Cine SOBRE AGALLAS Y CÓMPLICES

Parece que el western nunca muere. Hace veinte años Clint Eastwood lo revivió en Los imperdonables, la gran triunfadora del Oscar de 1992. Pero luego volvió a caer en el olvido. Esto no quiere decir que no se hayan filmado películas del Oeste sino que no han obtenido una mayor dimensión. Allí están por ejemplo, las muy interesantes El asesinato de Jesse James por  el cobarde Robert Ford (2007), de Andrew Dominik, o Appaloosa (2008) de Ed Harris, nunca estrenadas comercialmente en Venezuela, o la fallida Australia (2008) de Baz Luhrmann. Hasta que Ethan y Joel Coen, un par de cineastas judíos que han hecho historia en el cine contemporáneo, decidieron rescatar una vieja película de 1969 dirigida por el veterano Henry Hathaway que le brindó la oportunidad de ganar el premio de la Academia a John Wayne. Aquella Temple de acero revive ahora en una versión más apegada a la novela True grit, de Charles Portis, que la inspiró. Pero lo que subyace es el mismo homenaje a la solidaridad y la amistad entre un viejo comisario borracho y tuerto y una emprendedora chica que busca vengar la muerte de su padre. Para nadie constituyen un secreto sus diez postulaciones del Oscar.

La trama se desarrolla en Arkansas, años setenta del siglo XIX, en las cercanías de Fort Smith. Mattie Ross es una chica de catorce años que contrata por cincuenta dólares a Reuben “Gallo” Cogburn, un viejo y disminuido agente federal con algunos muertos a su espalda, para capturar a Tom Chaney, el torpe asesino de su padre. El pistolero y la muchacha  se internan en territorio indio acompañados por LeBoeuf, un ranger de Texas, que busca cobrar la recompensa que ofrecen por otro asesinato. La incómoda relación de conveniencia que se establece entre los tres evoluciona a medida que se acercan a su presa. El centro del guión se ubica en la relación entre el viejo y la chiquilla y, de manera secundaria, entre ambos y el ranger. Este vínculo desigual es lo que permite a los Coen elaborar un film que se mueve entre la acción y la comedia, por una parte, y que resalta los valores morales que prevalecieron en la construcción del capitalismo en el lado oeste de EEUU.

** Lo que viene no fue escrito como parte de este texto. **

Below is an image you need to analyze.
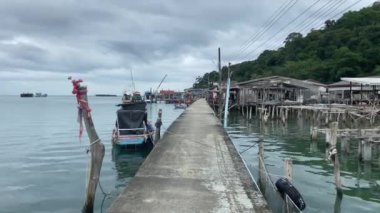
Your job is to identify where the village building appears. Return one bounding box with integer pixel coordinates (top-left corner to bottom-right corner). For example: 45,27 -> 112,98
237,76 -> 326,106
328,77 -> 380,105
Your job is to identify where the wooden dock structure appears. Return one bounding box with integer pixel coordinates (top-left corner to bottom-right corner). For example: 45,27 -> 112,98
108,99 -> 270,213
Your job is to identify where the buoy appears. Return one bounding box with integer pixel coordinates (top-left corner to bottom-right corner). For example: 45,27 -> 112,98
276,177 -> 306,211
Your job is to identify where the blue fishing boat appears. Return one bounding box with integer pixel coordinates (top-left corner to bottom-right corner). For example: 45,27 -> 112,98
112,99 -> 154,149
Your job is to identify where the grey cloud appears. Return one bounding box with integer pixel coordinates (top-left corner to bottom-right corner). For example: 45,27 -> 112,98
0,0 -> 372,94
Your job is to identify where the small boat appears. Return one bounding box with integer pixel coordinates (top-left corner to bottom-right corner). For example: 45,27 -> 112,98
174,103 -> 187,109
20,92 -> 34,98
112,96 -> 154,149
95,94 -> 117,97
36,92 -> 47,98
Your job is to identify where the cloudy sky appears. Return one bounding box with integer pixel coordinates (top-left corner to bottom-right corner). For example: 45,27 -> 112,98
0,0 -> 374,95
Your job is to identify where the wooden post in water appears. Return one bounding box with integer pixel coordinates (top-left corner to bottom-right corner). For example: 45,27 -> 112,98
154,109 -> 162,144
326,129 -> 331,143
72,80 -> 104,213
310,126 -> 318,141
284,158 -> 293,181
362,140 -> 372,161
259,137 -> 265,183
249,106 -> 252,119
330,122 -> 342,191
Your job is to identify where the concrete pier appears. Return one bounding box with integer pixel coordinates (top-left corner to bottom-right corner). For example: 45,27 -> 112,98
108,99 -> 270,213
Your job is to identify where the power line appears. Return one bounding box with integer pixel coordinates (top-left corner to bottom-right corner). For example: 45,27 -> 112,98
243,0 -> 342,60
227,0 -> 293,60
268,0 -> 345,50
300,0 -> 346,32
230,0 -> 298,59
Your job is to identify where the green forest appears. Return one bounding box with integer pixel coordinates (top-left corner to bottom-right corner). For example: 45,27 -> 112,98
193,4 -> 380,88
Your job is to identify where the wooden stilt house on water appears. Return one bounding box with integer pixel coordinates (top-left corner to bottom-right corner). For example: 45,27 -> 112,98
237,76 -> 326,106
328,77 -> 380,105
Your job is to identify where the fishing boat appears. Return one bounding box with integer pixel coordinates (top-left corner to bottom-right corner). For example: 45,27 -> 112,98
174,103 -> 187,109
35,92 -> 47,98
112,93 -> 154,149
20,92 -> 34,98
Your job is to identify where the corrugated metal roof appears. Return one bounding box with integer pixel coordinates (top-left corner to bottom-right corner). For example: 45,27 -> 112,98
340,77 -> 380,86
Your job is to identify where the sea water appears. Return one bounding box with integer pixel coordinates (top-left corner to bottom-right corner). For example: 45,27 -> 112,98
0,96 -> 183,213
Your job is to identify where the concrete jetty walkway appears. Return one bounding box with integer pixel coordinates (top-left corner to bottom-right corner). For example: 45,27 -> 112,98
108,99 -> 269,213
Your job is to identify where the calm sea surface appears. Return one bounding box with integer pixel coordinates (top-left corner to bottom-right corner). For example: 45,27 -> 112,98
227,110 -> 380,213
0,96 -> 183,213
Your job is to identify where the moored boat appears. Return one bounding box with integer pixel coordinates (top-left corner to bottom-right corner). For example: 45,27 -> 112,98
174,103 -> 187,109
20,92 -> 34,98
112,93 -> 154,149
35,92 -> 47,98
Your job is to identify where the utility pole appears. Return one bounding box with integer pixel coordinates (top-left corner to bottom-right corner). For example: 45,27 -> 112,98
218,47 -> 223,119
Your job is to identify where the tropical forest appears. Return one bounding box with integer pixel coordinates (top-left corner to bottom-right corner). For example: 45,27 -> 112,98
193,4 -> 380,88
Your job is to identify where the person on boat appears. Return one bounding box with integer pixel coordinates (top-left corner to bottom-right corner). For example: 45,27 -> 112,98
122,91 -> 131,103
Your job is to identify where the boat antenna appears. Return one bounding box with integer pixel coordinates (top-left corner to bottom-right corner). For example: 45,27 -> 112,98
131,69 -> 136,91
156,74 -> 168,93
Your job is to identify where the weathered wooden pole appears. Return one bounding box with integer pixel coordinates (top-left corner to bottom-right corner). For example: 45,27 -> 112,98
154,109 -> 162,143
259,137 -> 266,183
310,126 -> 318,141
326,129 -> 331,143
284,158 -> 293,181
362,140 -> 372,161
330,122 -> 342,191
72,80 -> 104,213
340,137 -> 350,153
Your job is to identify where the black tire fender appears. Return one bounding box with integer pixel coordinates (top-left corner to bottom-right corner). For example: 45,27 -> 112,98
275,177 -> 306,211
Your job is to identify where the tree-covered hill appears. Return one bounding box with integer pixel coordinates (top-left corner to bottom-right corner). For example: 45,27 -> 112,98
193,4 -> 380,88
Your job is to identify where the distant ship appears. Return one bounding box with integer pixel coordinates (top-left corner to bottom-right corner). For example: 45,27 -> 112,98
36,92 -> 47,98
20,92 -> 34,98
95,94 -> 117,97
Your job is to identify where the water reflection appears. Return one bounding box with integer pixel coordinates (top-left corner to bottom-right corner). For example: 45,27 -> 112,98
227,112 -> 380,212
112,146 -> 150,180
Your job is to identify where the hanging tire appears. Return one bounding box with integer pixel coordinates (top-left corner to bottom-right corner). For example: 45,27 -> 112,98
276,177 -> 306,211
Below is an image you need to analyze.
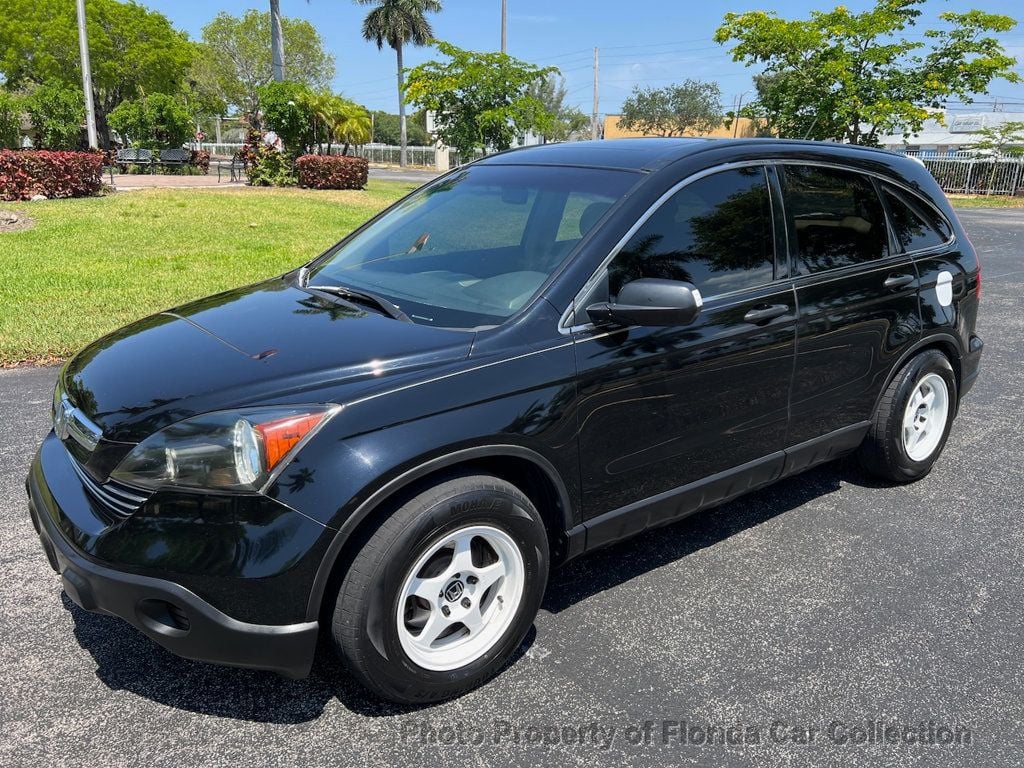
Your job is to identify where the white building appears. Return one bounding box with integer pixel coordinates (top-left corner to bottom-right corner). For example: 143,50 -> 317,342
879,112 -> 1024,156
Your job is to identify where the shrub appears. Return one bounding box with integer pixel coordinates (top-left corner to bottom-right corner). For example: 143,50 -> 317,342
25,81 -> 85,150
295,155 -> 370,189
188,150 -> 210,175
246,146 -> 295,186
0,150 -> 103,200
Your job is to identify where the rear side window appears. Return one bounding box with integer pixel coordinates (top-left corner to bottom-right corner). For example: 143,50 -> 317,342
783,166 -> 889,272
608,166 -> 775,296
883,184 -> 952,251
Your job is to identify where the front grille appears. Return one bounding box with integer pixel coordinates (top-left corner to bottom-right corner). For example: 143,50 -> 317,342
72,459 -> 150,520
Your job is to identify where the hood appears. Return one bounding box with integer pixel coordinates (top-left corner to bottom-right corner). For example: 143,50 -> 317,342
62,279 -> 473,442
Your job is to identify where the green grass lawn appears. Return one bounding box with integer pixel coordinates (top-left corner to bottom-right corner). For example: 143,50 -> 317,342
0,181 -> 415,367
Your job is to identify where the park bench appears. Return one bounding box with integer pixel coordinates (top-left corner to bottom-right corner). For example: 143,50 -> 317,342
114,150 -> 154,174
158,148 -> 191,168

La gran diferencia de este remake se encuentra en el desplazamiento del interés del personaje de Cogburn, como sucedía en la película de Hathaway, hacia el de Mattie Ross. Con ella comienza la historia y con ella termina, estableciendo una voz en off que le otorga el carácter de relato en primera persona. Los Coen —y los espectadores— caen seducidos por la fuerza de su personalidad. La gran emprendedora que simboliza el aporte al crecimiento de Estados Unidos como potencia mundial. Cogburn es más pintoresco y LeBoeuf es simplemente un catalizador del humor.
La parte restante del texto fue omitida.